We are not warranted in attributing to any wild, untrained animal a degree of intelligence that its forbears could not have possessed. The animals for the most part act upon inherited knowledge, that is, knowledge that does not depend upon instruction or experience. For instance, the red squirrels near me seem to know that chestnut-burs will open if cut from the tree and allowed to lie upon the ground. At least, they act upon this theory. I do not suppose this fact or knowledge lies in the squirrel's mind as it would in that of a man—as a deduction from facts of experience or of observation. The squirrel cuts off the chestnuts because he is hungry for them, and because his ancestors for long generations have cut them off in the same way. That the air or sun will cause the burs to open is a bit of knowledge that I do not suppose he possesses in the sense in which we possess it: he is in a hurry for the nuts, and does not by any means always wait for the burs to open; he frequently chips them up and eats the pale nuts.

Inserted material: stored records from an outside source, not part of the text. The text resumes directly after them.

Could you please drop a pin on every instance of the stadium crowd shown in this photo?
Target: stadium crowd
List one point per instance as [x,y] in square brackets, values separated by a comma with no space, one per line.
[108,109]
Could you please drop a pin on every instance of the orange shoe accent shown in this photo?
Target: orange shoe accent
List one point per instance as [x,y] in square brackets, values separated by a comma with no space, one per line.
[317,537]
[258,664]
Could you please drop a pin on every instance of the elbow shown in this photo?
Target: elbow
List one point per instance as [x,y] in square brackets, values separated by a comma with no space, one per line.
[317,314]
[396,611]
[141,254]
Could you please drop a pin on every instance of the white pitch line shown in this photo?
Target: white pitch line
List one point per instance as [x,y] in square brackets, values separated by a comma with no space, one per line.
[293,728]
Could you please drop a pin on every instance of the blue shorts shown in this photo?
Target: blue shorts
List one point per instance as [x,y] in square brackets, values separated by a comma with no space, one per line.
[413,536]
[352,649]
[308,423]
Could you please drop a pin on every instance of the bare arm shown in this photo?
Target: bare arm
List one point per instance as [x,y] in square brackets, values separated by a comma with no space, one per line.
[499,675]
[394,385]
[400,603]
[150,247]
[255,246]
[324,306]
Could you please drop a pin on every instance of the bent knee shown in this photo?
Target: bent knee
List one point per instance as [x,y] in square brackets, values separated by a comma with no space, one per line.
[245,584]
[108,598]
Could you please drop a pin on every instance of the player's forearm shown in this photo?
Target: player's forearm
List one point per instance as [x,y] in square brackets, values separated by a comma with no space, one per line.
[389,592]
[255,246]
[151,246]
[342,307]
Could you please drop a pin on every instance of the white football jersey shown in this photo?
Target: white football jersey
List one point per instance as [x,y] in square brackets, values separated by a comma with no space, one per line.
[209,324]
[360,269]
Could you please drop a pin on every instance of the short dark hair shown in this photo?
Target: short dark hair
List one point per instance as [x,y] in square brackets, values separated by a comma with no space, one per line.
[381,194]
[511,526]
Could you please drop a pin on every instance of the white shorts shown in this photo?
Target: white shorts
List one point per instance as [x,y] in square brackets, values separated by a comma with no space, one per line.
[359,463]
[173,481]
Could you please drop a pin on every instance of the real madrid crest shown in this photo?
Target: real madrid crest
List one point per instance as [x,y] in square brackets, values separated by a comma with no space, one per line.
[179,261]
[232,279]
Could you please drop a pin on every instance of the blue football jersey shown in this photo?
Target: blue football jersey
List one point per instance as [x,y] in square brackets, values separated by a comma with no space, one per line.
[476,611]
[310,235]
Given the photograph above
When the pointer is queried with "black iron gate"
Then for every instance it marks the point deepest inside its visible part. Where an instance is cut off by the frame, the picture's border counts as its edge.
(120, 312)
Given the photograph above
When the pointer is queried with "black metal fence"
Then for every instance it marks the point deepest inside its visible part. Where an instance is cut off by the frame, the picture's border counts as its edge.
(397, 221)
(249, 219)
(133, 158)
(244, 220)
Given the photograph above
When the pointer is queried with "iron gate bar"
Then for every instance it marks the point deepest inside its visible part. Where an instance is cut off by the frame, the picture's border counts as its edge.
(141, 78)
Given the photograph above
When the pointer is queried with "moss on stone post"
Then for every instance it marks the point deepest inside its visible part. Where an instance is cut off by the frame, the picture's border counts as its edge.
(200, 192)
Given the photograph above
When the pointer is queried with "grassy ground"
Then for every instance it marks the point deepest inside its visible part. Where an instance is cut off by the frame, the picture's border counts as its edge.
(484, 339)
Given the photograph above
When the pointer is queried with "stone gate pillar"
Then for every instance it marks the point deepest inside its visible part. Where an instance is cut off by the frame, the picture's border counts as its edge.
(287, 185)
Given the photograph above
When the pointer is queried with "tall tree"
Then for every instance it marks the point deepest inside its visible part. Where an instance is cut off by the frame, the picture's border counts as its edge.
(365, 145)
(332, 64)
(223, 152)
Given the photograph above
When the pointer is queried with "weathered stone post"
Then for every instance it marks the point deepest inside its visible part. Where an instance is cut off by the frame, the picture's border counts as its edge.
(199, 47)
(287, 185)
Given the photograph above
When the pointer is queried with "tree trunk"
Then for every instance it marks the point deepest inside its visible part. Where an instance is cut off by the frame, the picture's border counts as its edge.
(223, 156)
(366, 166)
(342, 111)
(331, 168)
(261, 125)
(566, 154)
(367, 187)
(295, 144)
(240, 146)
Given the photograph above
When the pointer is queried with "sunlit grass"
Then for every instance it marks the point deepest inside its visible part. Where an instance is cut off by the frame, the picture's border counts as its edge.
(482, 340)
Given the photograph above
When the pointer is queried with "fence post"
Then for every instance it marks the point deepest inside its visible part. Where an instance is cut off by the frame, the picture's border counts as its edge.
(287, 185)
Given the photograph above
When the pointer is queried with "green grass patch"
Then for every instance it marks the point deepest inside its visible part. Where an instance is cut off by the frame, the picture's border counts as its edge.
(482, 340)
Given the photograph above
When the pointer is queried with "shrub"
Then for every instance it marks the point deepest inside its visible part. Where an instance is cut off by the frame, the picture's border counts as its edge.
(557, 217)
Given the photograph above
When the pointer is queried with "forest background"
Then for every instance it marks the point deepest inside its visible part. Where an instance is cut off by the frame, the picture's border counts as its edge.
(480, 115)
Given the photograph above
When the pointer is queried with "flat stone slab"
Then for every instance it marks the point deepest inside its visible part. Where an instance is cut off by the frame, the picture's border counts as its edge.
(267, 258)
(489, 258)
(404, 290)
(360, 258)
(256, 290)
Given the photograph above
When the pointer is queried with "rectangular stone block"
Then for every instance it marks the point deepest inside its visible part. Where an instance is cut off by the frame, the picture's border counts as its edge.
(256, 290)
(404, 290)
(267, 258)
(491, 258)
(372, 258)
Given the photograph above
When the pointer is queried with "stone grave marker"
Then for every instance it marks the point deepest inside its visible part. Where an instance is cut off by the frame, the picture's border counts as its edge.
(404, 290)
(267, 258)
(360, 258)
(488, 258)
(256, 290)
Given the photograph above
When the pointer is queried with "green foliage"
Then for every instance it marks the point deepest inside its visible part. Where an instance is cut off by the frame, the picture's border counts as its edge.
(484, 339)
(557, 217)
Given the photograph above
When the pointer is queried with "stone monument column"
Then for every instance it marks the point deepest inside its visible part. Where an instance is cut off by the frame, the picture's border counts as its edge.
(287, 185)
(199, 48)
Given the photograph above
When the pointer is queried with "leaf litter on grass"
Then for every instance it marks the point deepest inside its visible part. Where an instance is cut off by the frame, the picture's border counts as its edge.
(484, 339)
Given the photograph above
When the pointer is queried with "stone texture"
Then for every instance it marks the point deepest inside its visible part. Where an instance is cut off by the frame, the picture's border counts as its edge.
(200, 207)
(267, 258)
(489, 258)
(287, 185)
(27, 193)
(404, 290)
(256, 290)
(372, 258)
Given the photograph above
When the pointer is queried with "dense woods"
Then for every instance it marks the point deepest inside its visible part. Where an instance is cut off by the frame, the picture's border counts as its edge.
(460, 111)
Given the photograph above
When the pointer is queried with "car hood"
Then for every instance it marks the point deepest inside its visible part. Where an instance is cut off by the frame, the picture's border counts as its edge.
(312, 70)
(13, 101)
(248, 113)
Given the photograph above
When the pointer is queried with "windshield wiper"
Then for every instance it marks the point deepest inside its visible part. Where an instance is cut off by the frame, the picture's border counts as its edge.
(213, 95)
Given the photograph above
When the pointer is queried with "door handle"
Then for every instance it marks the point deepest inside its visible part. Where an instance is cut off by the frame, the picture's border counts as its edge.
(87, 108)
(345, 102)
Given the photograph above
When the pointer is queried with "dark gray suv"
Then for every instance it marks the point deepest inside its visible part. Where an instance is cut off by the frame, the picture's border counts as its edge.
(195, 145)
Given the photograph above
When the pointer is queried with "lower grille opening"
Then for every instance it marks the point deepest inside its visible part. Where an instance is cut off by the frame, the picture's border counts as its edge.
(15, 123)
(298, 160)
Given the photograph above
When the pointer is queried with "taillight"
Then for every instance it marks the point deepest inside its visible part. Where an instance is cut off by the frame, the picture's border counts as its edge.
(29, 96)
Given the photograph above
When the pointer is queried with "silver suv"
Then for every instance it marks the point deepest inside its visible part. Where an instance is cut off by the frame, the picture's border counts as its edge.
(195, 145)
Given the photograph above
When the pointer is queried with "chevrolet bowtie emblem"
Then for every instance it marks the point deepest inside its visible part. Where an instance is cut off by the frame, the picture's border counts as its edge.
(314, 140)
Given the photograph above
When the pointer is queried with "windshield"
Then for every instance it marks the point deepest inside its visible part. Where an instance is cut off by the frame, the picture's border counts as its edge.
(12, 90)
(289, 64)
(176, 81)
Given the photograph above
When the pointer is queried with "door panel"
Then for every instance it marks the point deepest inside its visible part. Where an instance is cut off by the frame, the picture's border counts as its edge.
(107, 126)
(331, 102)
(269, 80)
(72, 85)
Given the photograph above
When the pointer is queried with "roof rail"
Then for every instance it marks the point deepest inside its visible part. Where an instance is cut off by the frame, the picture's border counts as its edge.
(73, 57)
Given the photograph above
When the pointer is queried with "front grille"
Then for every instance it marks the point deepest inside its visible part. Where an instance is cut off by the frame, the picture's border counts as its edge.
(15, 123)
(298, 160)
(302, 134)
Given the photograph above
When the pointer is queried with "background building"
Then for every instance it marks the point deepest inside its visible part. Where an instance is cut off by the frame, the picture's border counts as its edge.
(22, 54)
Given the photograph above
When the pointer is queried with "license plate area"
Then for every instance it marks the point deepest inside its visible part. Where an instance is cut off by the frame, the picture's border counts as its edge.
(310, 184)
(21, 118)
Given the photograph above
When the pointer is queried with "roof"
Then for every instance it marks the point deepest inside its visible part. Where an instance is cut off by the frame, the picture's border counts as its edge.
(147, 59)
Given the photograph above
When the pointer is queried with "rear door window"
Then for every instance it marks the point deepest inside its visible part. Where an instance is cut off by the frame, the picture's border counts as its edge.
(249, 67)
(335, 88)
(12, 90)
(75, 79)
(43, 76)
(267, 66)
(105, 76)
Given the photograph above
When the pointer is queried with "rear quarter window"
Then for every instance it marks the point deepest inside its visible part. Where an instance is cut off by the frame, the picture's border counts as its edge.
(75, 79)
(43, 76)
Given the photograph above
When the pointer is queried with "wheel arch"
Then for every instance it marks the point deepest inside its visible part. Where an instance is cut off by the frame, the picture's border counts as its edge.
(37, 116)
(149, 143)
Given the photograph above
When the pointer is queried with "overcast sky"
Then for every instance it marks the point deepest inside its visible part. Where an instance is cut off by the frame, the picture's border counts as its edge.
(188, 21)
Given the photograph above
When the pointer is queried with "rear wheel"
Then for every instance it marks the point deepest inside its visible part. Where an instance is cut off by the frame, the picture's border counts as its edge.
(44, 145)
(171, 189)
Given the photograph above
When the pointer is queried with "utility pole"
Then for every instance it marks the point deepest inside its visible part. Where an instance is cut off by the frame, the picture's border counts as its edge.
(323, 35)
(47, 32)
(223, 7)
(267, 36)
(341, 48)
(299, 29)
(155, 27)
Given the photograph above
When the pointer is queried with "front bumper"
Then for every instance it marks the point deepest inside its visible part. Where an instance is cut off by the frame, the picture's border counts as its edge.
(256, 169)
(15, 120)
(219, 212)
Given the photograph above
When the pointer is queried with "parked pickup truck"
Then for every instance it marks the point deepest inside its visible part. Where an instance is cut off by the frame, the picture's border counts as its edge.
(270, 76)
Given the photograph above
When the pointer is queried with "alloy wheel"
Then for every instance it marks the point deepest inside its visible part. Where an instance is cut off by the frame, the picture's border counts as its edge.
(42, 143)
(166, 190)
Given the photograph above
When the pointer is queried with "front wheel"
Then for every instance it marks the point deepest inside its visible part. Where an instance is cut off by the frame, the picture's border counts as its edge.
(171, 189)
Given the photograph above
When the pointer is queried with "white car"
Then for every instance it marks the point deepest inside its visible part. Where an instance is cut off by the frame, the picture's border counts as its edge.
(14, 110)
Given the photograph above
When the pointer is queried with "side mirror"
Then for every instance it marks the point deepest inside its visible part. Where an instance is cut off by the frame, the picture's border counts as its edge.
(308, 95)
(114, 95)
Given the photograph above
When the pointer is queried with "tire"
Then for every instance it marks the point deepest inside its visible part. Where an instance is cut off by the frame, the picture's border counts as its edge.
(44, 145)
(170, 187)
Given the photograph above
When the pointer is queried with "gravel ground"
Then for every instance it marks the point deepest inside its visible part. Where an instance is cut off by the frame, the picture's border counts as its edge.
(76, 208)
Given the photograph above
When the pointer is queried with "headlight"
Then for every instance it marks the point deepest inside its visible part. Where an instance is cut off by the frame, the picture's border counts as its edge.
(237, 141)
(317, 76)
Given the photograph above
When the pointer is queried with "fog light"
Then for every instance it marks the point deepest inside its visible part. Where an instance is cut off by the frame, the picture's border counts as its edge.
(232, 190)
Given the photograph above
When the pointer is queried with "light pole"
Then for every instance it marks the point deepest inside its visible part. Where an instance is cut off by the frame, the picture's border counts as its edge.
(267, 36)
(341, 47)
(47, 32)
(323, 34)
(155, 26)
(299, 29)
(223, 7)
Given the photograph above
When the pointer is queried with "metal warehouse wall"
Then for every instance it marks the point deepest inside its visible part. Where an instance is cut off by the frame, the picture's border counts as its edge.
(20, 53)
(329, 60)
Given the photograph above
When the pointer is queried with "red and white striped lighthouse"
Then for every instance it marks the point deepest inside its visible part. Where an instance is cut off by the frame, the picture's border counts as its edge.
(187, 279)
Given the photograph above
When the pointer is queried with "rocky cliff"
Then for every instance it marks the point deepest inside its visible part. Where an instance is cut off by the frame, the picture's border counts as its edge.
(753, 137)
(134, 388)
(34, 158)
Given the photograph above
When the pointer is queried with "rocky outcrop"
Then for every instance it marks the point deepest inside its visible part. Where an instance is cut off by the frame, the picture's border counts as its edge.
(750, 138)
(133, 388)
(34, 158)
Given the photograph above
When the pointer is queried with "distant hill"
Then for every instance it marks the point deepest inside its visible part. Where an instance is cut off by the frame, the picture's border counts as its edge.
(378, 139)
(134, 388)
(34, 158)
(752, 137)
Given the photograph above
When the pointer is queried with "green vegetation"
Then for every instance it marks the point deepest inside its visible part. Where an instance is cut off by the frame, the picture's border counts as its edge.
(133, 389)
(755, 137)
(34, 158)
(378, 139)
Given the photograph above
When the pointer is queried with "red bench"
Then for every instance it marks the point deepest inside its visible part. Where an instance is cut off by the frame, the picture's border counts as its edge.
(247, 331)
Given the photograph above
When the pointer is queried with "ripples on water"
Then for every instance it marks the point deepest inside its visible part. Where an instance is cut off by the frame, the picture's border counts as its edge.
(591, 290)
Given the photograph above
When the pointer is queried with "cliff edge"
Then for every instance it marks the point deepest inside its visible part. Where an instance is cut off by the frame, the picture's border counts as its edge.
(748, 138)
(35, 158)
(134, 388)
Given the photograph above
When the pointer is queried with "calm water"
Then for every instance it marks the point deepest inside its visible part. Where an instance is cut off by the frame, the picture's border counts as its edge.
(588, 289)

The same squirrel will bite into the limbs of a maple tree in spring and suck the sap. What does he know about maple trees and the spring flow of sap? Nothing as a mental concept, as a bit of concrete knowledge. He often finds the sap flowing from a crack or other wound in the limbs of a maple, and he sips it and likes it. Then he sinks his teeth into the limb, as his forbears undoubtedly did.
When I was a boy and saw, as I often did on my way to school, where a squirrel had stopped on his course through the woods and dug down through two or three feet of snow, bringing up a beech-nut or an acorn, I used to wonder how he knew the nut was there. I am now convinced that he smelled it.
Why should he not? It stands the squirrel in hand to smell nuts; they are his life. He knows a false nut from a good one without biting into it. Try the experiment upon your tame chipmunk or caged gray squirrel, and see if this is not so. The false or dead nut is lighter, and most persons think this fact guides the squirrel. But this, it seems to me, implies an association of ideas beyond the reach of instinct. A young squirrel will reject a worthless nut as promptly as an old one will. Again the sense of smell is the guide; the sound-meated nut has an odor which the other has not. All animals are keen and wise in relation to their food and to their natural enemies. A red squirrel will chip up green apples and pears for the seeds at the core: can he know, on general principles, that these fruits contain seeds? Does not some clue to them reach his senses?
I have known gray squirrels to go many hundred yards in winter across fields to a barn that contained grain in the sheaf. They could have had no other guide to the grain than the sense of smell. Watch a chipmunk or any squirrel near at hand: as a friend of mine observed, he seems to be smelling with his whole body; his abdomen fairly palpitates with the effort.
The coon knows when the corn is in the milk, gaining that knowledge, no doubt, through his nose. At times he seems to know enough, too, to cut off his foot when caught in a trap, especially if the foot becomes frozen; but if you tell me he will treat his wound by smearing it with pitch or anything else, or in any way except by licking it, I shall discredit you. The practice of the art of healing by the application of external or foreign substances is a conception entirely beyond the capacity of any of the lower animals. If such a practice had been necessary for the continuance of the species, it would probably have been used. The knowledge it implies could not be inherited; it must needs come by experience. When a fowl eats gravel or sand, is it probable that the fowl knows what the practice is for, or has any notion at all about the matter? It has a craving for the gravel, that is all. Nature is wise for it.
The ostrich is described by those who know it intimately as the most stupid and witless of birds, and yet before leaving its eggs exposed to the hot African sun, the parent bird knows enough to put a large pinch of sand on the top of each of them, in order, it is said, to shade and protect the germ, which always rises to the highest point of the egg. This act certainly cannot be the result of knowledge, as we use the term; the young ostrich does it as well as the old. It is the inherited wisdom of the race, or instinct.
A sitting bird or fowl turns its eggs at regular intervals, which has the effect of keeping the yolk from sticking to the shell. Is this act the result of knowledge or of experience? It is again the result of that untaught knowledge called instinct. Some kinds of eggs hatch in two weeks, some in three, others in four. The mother bird has no knowledge of this period. It is not important that she should have. If the eggs are addled or sterile, she will often continue to sit beyond the normal period. If the continuance of the species depended upon her knowing the exact time required to hatch her eggs, as it depends upon her having the incubating fever, of course she would know exactly, and would never sit beyond the required period.
But what shall we say of Mrs. Annie Martin's story, in her "Home Life on an Ostrich Farm," of the white-necked African crow that, in order to feast upon the eggs of the ostrich, carries a stone high in the air above them and breaks them by letting it fall? This looks like reason, a knowledge of the relation of cause and effect. Mrs. Martin says the crows break tortoise-shells in the same way, and have I not heard of our own crows and gulls carrying clams and crabs into the air and dropping them upon the rocks?
If Mrs. Martin's statements are literally true,—if she has not the failing, so common among women observers, of letting her feeling and her fancies color her observations,—then her story shows how the pressure of hunger will develop the wit of a crow.